Was the blame of freak flooding borne by PUB or the senior civil servants of the ministry of Environment and Water Rsources?  No it is Vivian Balakrishnan who takes the lashes.

But of course these ministers can in turn bang tables on their civil service colleagues, but five years time it is the political office holders that will face their real bosses.  Singapore needs strong political leaders because we have a very strong civil service.  If you may, this is a power unit unto itself.  A weak government will not be able to stand up to the strong will of powerful civil servants, and civil servants are not robots void of ambitions and ego.  Thus far the present government had a well balanced relationship with the civil service, weeding out any impropriety as a means of maintenance as well as deterrence.

It is not unfamiliar to notice discontented civil servants with ambitions beyond their jobs.  Many left to pursue political office.  Civil servants need not oblige their political bosses if their bosses lack the capability and strength to define a constructive working relationship.

Singapore has become a niche exporter of "Governance Software" with proven effectiveness and marketability. The Singapore government has made a "success story" of itself being able to consistently produce results that advanced countries were unable to.  Our governing system is sought after and not exactly replicated but applied to countries that have seen it working.  In that sense, the salaries of those who produce these "governance Software" cannot be non-reflective of its success, can it?

Ultimately salaries needs to be symmetrical to the job.
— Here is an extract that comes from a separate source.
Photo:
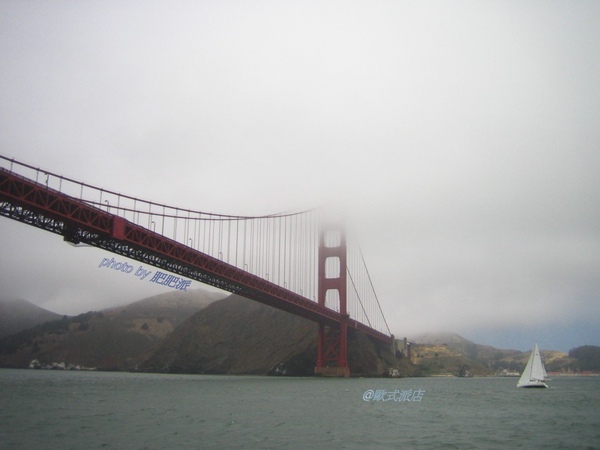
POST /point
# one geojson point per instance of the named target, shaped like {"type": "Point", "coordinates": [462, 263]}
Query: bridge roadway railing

Every job in Singapore is noble and honourable, be you a teacher, a cleaner, a banker, and each has its own portion of sacrifice.  Why then should ministers bear more monetary sacrifices than any other when the weight on their shoulder is so much heavier.

It is not the case where the country is deep in an abyss of debt, nor the country is unable to provide jobs, home, and safety for its citizens.  It would have been justifiable to question about high salary if the country needs to borrow or print more money to pay for its programme, neither is the case. Maybe these did happen in countries where their ministers are paid lower, but that is being symmetrical either.

This issue has no impact at all on Singaporean lives, but plain, pure politicking.